Reggie Hudson danzó con pasos graciosos por toda la cocina, probó con un dedo el almíbar de las peras, abrió la nevera y escudriño su interior, repleto con cartuchos de leche y envases de mermelada y condimentos alegremente coloreados.

No era que las chicas despreciaran a Anne; tan sólo habían adquirido el hábito de desentenderse…, desentenderse de todo el mundo.

Por fin fue la propia Anne quien corrió hacia la entrada.

Abrió bruscamente la puerta de roble alabeado y se vio ante monseñor John Maher, el principal y administrador de St. Anthony.

– ¿Seguimos con el usual manicomio, hermana Anne? Anne hizo entrar respetuosamente en Hope Cottage al sacerdote de colorado rostro.

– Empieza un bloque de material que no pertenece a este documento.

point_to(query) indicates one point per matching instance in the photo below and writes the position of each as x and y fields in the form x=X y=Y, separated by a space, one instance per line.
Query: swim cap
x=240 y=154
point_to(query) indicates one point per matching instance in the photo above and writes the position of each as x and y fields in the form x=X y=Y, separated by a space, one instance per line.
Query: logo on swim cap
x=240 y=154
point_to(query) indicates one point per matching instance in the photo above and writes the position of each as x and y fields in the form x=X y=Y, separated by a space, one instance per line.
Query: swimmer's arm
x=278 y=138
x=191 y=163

– Da la casualidad de que todo está muy tranquilo esta mañana. Ninguna gresca entre gatas. Ninguna amenaza con navajas. Ningún correctivo… Pase, pase, monseñor, y desayune con las chicas.

– Hermana, me agradaría tomar unos sorbos de café -repuso el clérigo de complexión apopléjica-. Pero preferiría hacerlo en una estancia tranquila para charlar un rato con usted.

Anne fue a buscar dos tazas de café bien cargado y ascendió con monseñor Maher la desvencijada escalera hacia la biblioteca y aula de las muchachas.

Anne cerró una radio portátil cuyo altavoz lanzaba música rock a los cuatro vientos, y ambos se acomodaron en el súbito silencio.

Monseñor miró por la pequeña buhardilla, contempló las hojas ondulantes de olmo y las hermosas pinceladas de cielo azul turquí.